6. INVESTIGATIONS & DIAGNOSIS¶
Diagnosis requires two of: abdominal pain, elevated lipase/amylase, or imaging. Labs: elevated lipase (>3× ULN), hypocalcemia, and hyperglycemia.
Table 359-3: Severity Assessment¶
| Parameter | Criteria |
|---|---|
| SIRS | ‡2 of: temp, HR, RR, WBC |
| Hemoconcentration | Hematocrit >44% |
| BISAP Score | ‡3 (BUN, mental status, SIRS, age, pleural effusion) |
| APACHE II | ‡8 at 24h |
6.1 Laboratory Tests¶
Serum lipase/amylase, CBC, electrolytes, calcium, and CRP. Fecal elastase-1 for exocrine insufficiency.
6.2 Imaging¶
Abdominal ultrasound (initial), CT (for necrosis), MRCP (duct imaging), and EUS (for early detection).
7. MANAGEMENT & TREATMENT¶
Fluid resuscitation (lactated Ringer’s), NPO, analgesia, and monitoring. Complications require drainage, surgery, or endoscopic intervention.
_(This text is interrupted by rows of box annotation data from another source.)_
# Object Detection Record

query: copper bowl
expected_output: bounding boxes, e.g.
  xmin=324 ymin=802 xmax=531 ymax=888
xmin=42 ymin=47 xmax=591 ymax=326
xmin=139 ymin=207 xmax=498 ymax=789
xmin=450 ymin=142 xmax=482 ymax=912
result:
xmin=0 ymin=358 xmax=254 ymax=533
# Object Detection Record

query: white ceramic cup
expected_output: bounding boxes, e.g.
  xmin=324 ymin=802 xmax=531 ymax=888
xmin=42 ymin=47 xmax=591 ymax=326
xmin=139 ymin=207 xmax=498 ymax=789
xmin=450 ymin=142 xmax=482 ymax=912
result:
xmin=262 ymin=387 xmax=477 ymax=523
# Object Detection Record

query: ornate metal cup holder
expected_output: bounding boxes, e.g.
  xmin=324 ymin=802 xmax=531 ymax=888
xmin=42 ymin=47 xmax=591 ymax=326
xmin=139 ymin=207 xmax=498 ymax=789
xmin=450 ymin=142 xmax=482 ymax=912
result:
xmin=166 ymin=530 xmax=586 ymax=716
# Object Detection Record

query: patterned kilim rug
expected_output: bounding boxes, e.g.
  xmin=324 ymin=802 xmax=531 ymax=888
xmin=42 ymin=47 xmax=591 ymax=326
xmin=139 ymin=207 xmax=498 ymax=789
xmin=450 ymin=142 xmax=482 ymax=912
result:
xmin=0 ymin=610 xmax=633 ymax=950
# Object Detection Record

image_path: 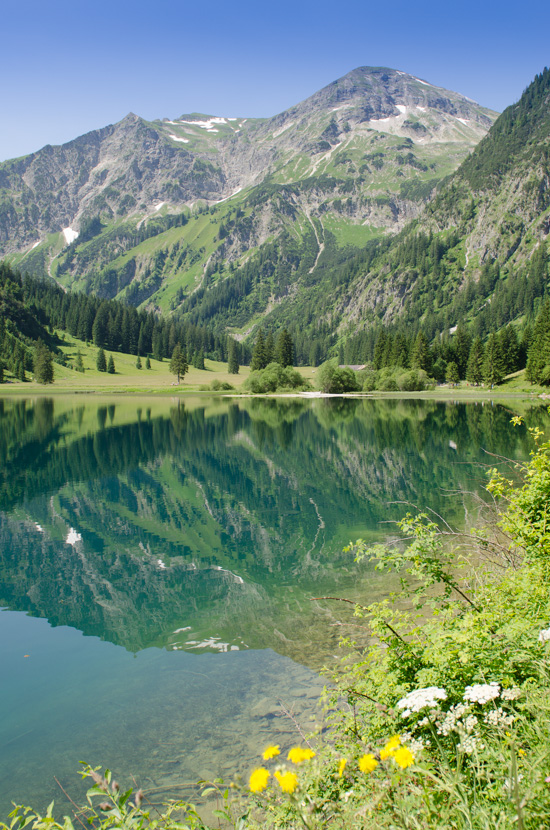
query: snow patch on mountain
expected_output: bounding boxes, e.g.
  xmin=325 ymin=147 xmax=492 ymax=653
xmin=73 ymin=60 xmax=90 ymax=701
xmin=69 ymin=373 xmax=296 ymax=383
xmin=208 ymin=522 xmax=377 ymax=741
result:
xmin=178 ymin=116 xmax=228 ymax=133
xmin=273 ymin=121 xmax=294 ymax=138
xmin=61 ymin=228 xmax=78 ymax=245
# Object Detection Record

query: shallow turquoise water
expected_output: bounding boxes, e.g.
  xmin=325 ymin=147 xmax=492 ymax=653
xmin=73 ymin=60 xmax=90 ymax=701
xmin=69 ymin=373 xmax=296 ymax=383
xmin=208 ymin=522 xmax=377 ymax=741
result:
xmin=0 ymin=397 xmax=548 ymax=816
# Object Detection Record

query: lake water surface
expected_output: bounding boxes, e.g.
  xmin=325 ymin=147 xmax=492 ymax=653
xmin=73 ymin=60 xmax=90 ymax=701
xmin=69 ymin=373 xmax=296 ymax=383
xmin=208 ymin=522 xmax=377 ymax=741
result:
xmin=0 ymin=396 xmax=548 ymax=818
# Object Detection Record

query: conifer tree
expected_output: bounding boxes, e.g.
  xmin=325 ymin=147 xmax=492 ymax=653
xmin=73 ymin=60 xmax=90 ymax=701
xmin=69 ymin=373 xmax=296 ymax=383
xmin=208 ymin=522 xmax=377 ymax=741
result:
xmin=410 ymin=331 xmax=431 ymax=374
xmin=227 ymin=337 xmax=239 ymax=375
xmin=453 ymin=323 xmax=472 ymax=378
xmin=33 ymin=340 xmax=53 ymax=383
xmin=525 ymin=299 xmax=550 ymax=383
xmin=250 ymin=329 xmax=267 ymax=371
xmin=193 ymin=349 xmax=204 ymax=369
xmin=170 ymin=343 xmax=189 ymax=383
xmin=445 ymin=360 xmax=460 ymax=386
xmin=95 ymin=348 xmax=107 ymax=372
xmin=483 ymin=333 xmax=505 ymax=386
xmin=498 ymin=323 xmax=519 ymax=374
xmin=466 ymin=337 xmax=485 ymax=386
xmin=264 ymin=331 xmax=275 ymax=366
xmin=275 ymin=328 xmax=294 ymax=367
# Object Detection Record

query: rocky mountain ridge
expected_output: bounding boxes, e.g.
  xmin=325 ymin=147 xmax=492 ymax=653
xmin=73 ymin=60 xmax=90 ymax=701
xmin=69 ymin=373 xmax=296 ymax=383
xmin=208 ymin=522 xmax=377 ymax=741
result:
xmin=0 ymin=67 xmax=496 ymax=324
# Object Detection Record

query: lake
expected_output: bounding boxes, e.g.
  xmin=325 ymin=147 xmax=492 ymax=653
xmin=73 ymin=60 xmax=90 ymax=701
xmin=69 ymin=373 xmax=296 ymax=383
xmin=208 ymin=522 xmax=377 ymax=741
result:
xmin=0 ymin=396 xmax=549 ymax=818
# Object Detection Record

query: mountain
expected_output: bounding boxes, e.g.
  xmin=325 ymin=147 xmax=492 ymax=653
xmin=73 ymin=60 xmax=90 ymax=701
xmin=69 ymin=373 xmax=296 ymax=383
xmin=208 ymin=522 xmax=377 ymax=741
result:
xmin=0 ymin=67 xmax=496 ymax=352
xmin=333 ymin=69 xmax=550 ymax=348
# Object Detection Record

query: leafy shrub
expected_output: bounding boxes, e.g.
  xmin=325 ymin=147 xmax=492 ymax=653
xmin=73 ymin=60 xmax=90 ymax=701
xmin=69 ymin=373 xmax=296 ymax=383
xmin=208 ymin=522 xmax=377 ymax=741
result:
xmin=317 ymin=360 xmax=361 ymax=395
xmin=207 ymin=378 xmax=235 ymax=392
xmin=244 ymin=363 xmax=311 ymax=394
xmin=237 ymin=418 xmax=550 ymax=830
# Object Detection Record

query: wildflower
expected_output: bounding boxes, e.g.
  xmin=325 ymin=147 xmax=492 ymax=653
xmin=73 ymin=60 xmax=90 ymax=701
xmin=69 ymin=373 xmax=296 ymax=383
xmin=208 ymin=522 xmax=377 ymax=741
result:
xmin=287 ymin=746 xmax=315 ymax=764
xmin=457 ymin=735 xmax=485 ymax=755
xmin=248 ymin=767 xmax=269 ymax=793
xmin=464 ymin=715 xmax=477 ymax=734
xmin=500 ymin=686 xmax=521 ymax=700
xmin=393 ymin=746 xmax=414 ymax=769
xmin=359 ymin=752 xmax=378 ymax=772
xmin=380 ymin=735 xmax=401 ymax=761
xmin=463 ymin=682 xmax=500 ymax=705
xmin=397 ymin=686 xmax=447 ymax=718
xmin=273 ymin=770 xmax=298 ymax=793
xmin=483 ymin=706 xmax=515 ymax=726
xmin=437 ymin=703 xmax=470 ymax=735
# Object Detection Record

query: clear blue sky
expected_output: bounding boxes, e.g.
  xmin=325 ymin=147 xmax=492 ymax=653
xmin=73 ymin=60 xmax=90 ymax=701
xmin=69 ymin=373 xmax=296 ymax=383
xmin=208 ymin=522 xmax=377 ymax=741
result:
xmin=0 ymin=0 xmax=550 ymax=160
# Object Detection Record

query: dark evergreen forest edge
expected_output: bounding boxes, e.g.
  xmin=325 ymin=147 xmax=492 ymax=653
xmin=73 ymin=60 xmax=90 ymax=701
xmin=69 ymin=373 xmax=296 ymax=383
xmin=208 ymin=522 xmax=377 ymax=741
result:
xmin=0 ymin=69 xmax=550 ymax=391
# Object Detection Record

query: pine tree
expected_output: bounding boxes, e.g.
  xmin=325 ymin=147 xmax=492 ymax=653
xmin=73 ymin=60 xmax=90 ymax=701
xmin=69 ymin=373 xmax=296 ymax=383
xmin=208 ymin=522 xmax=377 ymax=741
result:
xmin=445 ymin=360 xmax=460 ymax=386
xmin=498 ymin=323 xmax=519 ymax=374
xmin=95 ymin=348 xmax=107 ymax=372
xmin=33 ymin=340 xmax=53 ymax=383
xmin=453 ymin=323 xmax=472 ymax=379
xmin=275 ymin=328 xmax=294 ymax=367
xmin=250 ymin=329 xmax=267 ymax=372
xmin=170 ymin=343 xmax=189 ymax=383
xmin=483 ymin=333 xmax=505 ymax=386
xmin=410 ymin=331 xmax=431 ymax=373
xmin=193 ymin=349 xmax=204 ymax=370
xmin=525 ymin=299 xmax=550 ymax=383
xmin=466 ymin=337 xmax=485 ymax=386
xmin=227 ymin=337 xmax=239 ymax=375
xmin=264 ymin=331 xmax=276 ymax=366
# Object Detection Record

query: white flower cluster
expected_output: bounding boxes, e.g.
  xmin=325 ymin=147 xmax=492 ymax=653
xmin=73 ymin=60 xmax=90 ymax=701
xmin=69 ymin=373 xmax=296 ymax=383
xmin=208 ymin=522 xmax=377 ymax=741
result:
xmin=401 ymin=732 xmax=430 ymax=756
xmin=464 ymin=715 xmax=477 ymax=735
xmin=483 ymin=706 xmax=515 ymax=727
xmin=500 ymin=686 xmax=521 ymax=700
xmin=397 ymin=686 xmax=447 ymax=718
xmin=437 ymin=703 xmax=470 ymax=736
xmin=463 ymin=682 xmax=500 ymax=704
xmin=457 ymin=735 xmax=485 ymax=755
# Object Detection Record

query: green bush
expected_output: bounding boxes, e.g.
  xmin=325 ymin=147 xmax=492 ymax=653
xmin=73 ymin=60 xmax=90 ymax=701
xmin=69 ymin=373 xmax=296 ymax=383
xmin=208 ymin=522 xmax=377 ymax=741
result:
xmin=317 ymin=360 xmax=361 ymax=395
xmin=243 ymin=363 xmax=311 ymax=394
xmin=237 ymin=418 xmax=550 ymax=830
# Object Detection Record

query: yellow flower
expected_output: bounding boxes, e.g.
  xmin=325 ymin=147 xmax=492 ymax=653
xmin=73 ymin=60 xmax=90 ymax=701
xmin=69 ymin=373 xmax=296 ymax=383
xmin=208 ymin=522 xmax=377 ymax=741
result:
xmin=287 ymin=746 xmax=315 ymax=764
xmin=359 ymin=752 xmax=378 ymax=772
xmin=273 ymin=770 xmax=298 ymax=793
xmin=393 ymin=746 xmax=414 ymax=769
xmin=380 ymin=735 xmax=401 ymax=761
xmin=249 ymin=767 xmax=269 ymax=793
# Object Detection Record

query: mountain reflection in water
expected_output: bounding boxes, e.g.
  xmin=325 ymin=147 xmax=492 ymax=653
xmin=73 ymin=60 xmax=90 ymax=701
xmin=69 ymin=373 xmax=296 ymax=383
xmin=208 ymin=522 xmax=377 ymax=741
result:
xmin=0 ymin=396 xmax=548 ymax=820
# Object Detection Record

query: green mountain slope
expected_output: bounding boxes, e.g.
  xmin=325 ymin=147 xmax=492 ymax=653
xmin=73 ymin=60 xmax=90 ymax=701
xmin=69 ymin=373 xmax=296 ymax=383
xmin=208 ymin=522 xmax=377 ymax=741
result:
xmin=329 ymin=69 xmax=550 ymax=344
xmin=0 ymin=67 xmax=496 ymax=348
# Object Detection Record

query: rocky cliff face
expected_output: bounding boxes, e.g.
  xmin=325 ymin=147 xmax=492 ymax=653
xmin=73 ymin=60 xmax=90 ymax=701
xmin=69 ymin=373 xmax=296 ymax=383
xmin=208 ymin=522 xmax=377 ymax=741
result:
xmin=0 ymin=67 xmax=494 ymax=253
xmin=0 ymin=67 xmax=496 ymax=336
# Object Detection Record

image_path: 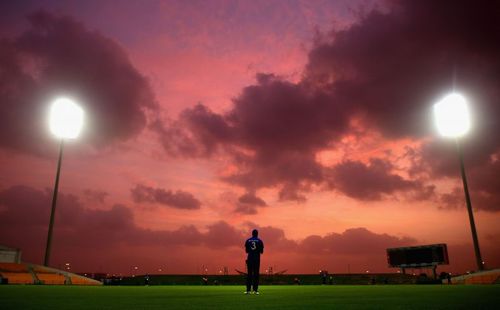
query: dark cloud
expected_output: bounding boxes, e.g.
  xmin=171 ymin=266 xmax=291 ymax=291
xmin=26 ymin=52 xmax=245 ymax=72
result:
xmin=0 ymin=11 xmax=157 ymax=154
xmin=300 ymin=227 xmax=417 ymax=256
xmin=83 ymin=189 xmax=109 ymax=204
xmin=130 ymin=184 xmax=201 ymax=210
xmin=235 ymin=192 xmax=267 ymax=214
xmin=0 ymin=186 xmax=500 ymax=272
xmin=332 ymin=158 xmax=425 ymax=200
xmin=154 ymin=0 xmax=500 ymax=210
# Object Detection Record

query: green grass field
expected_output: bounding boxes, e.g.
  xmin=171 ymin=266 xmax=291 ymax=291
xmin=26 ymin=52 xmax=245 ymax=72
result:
xmin=0 ymin=285 xmax=500 ymax=310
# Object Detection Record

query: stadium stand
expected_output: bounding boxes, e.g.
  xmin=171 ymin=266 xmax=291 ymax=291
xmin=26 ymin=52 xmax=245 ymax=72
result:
xmin=0 ymin=271 xmax=34 ymax=284
xmin=0 ymin=263 xmax=29 ymax=272
xmin=0 ymin=263 xmax=35 ymax=284
xmin=37 ymin=273 xmax=66 ymax=285
xmin=0 ymin=263 xmax=102 ymax=285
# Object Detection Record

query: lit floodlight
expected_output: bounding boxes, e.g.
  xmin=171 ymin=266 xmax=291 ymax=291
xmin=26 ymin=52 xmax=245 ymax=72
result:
xmin=50 ymin=98 xmax=83 ymax=139
xmin=434 ymin=93 xmax=470 ymax=137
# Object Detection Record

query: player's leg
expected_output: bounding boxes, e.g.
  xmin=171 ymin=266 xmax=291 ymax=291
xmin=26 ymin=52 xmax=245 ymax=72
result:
xmin=246 ymin=260 xmax=253 ymax=293
xmin=252 ymin=261 xmax=260 ymax=292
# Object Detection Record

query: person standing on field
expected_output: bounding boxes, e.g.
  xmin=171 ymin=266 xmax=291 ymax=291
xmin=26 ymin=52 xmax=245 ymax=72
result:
xmin=245 ymin=229 xmax=264 ymax=295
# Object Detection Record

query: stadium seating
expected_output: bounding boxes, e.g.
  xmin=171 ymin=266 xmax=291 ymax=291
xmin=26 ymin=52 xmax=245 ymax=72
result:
xmin=37 ymin=273 xmax=66 ymax=285
xmin=70 ymin=276 xmax=101 ymax=285
xmin=0 ymin=263 xmax=35 ymax=284
xmin=0 ymin=271 xmax=34 ymax=284
xmin=0 ymin=263 xmax=29 ymax=272
xmin=0 ymin=263 xmax=102 ymax=285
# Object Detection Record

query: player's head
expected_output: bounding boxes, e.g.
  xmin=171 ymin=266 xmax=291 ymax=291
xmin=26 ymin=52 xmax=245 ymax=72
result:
xmin=252 ymin=229 xmax=259 ymax=237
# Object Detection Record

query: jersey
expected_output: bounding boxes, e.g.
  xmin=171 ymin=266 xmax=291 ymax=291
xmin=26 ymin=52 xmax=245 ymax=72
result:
xmin=245 ymin=237 xmax=264 ymax=261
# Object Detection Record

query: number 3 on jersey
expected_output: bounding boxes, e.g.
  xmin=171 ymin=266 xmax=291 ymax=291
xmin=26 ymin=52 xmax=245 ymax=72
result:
xmin=250 ymin=241 xmax=257 ymax=250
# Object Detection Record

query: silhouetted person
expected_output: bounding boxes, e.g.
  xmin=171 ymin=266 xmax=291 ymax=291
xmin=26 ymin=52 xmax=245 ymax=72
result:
xmin=245 ymin=229 xmax=264 ymax=294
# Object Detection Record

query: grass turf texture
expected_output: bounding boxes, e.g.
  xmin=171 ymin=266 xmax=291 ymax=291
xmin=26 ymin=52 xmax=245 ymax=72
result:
xmin=0 ymin=285 xmax=500 ymax=310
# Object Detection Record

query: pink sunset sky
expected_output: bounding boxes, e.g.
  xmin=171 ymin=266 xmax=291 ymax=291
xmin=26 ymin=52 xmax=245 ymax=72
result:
xmin=0 ymin=0 xmax=500 ymax=274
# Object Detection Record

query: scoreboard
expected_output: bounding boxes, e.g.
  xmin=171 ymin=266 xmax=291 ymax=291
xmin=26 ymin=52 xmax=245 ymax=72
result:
xmin=387 ymin=243 xmax=449 ymax=268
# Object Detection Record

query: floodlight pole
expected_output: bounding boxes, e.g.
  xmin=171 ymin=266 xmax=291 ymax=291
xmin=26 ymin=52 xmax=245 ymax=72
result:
xmin=43 ymin=138 xmax=64 ymax=267
xmin=455 ymin=138 xmax=484 ymax=270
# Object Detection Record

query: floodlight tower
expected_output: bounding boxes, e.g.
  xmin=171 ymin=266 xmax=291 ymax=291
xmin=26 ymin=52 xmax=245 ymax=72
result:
xmin=43 ymin=98 xmax=83 ymax=266
xmin=434 ymin=93 xmax=484 ymax=270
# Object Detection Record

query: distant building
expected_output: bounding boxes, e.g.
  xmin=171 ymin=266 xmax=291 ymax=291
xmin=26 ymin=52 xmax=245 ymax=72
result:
xmin=0 ymin=245 xmax=21 ymax=264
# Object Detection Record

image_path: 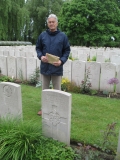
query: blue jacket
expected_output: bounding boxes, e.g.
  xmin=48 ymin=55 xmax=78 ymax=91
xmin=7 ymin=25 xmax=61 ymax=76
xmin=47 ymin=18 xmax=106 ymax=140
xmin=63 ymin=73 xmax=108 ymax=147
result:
xmin=36 ymin=29 xmax=70 ymax=76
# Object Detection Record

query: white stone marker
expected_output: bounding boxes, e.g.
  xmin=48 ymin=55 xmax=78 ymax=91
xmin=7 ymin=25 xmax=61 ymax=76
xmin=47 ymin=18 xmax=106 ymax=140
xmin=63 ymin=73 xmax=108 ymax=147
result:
xmin=0 ymin=82 xmax=22 ymax=118
xmin=78 ymin=53 xmax=87 ymax=61
xmin=42 ymin=89 xmax=72 ymax=145
xmin=16 ymin=57 xmax=27 ymax=80
xmin=63 ymin=60 xmax=72 ymax=81
xmin=27 ymin=57 xmax=37 ymax=80
xmin=96 ymin=54 xmax=105 ymax=62
xmin=0 ymin=56 xmax=7 ymax=76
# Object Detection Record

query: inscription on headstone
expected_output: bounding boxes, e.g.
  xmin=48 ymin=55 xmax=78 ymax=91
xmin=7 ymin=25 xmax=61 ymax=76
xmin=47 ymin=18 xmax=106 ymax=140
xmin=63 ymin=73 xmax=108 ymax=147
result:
xmin=42 ymin=89 xmax=71 ymax=145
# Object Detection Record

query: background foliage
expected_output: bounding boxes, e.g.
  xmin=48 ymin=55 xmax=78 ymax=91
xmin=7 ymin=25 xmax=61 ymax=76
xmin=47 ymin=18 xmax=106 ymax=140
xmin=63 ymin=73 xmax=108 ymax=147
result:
xmin=0 ymin=0 xmax=120 ymax=47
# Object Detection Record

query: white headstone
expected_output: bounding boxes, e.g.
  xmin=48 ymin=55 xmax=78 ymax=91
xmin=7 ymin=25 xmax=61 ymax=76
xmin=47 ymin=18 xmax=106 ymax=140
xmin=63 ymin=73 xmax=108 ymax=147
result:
xmin=0 ymin=50 xmax=3 ymax=56
xmin=0 ymin=82 xmax=22 ymax=118
xmin=72 ymin=60 xmax=85 ymax=86
xmin=0 ymin=56 xmax=7 ymax=76
xmin=3 ymin=51 xmax=10 ymax=56
xmin=16 ymin=57 xmax=27 ymax=80
xmin=96 ymin=54 xmax=105 ymax=62
xmin=27 ymin=57 xmax=37 ymax=80
xmin=78 ymin=53 xmax=88 ymax=61
xmin=42 ymin=89 xmax=71 ymax=145
xmin=63 ymin=60 xmax=72 ymax=81
xmin=100 ymin=62 xmax=116 ymax=92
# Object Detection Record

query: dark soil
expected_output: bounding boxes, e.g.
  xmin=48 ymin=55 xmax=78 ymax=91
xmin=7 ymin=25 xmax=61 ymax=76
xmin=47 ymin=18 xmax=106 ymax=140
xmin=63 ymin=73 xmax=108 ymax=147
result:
xmin=70 ymin=141 xmax=115 ymax=160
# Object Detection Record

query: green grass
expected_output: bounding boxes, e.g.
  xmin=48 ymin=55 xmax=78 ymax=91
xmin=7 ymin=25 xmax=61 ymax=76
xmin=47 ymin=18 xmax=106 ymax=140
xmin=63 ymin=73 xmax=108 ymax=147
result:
xmin=21 ymin=85 xmax=120 ymax=149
Table 359-7: Complications of Chronic Pancreatitis¶
| Complication | Description |
|---|---|
| Exocrine Insufficiency | Steatorrhea, fat-soluble deficiencies |
| Diabetes Mellitus | Insulin deficiency, 80% prevalence |
| Complication | Description |
|---|---|
| Pseudocysts | Encapsulated fluid collections |
| Pancreatic Cancer | 4% risk in 20 years |
| Splanchnic Thrombosis | Varices, portal vein occlusion |
7.1 Acute Pancreatitis¶
Aggressive IV fluids, avoid ERCP unless needed. Nutritional support with enteral feeding. Antibiotics for infected necrosis.
7.2 Chronic Pancreatitis¶
Pancreatic enzyme replacement, pain management (opioids, gabapentin), and surgery for pseudocysts or strictures.
8. PROGNOSIS & COMPLICATIONS¶
Mortality 1–5% for acute; chronic leads to diabetes (80%), malnutrition, and pancreatic cancer (4% risk). Complications include SIRS, ARDS, and multiorgan failure.
8.1 Acute Complications¶
Necrosis, pseudocysts, sepsis, and systemic inflammation. Mortality increases with multiorgan failure.
8.2 Chronic Complications¶
Diabetes, exocrine insufficiency, calcifications, and increased cancer risk. Long-term morbidity and reduced quality of life.
9. SPECIAL CONSIDERATIONS¶
Autoimmune pancreatitis (AIP) with IgG4 elevation, hereditary pancreatitis (PRSS1), and pancreas divisum. Management varies by etiology.
9.1 Autoimmune Pancreatitis¶
Type 1 (IgG4-related) vs. Type 2 (duct-centric). Treated with steroids and immunosuppressants.
9.2 Hereditary Pancreatitis¶
PRSS1 mutations cause early-onset disease with high cancer risk. Genetic counseling recommended.
10. KEY POINTS & CLINICAL PEARLS¶
- Acute pancreatitis: fluid resuscitation is critical; avoid ERCP unless indicated. 2. Chronic pancreatitis: manage pain and exocrine insufficiency. 3. AIP responds to steroids; differentiate from other causes. 4. Genetic testing for PRSS1/CFTR in recurrent cases. 5. Monitor for complications like pseudocysts and cancer.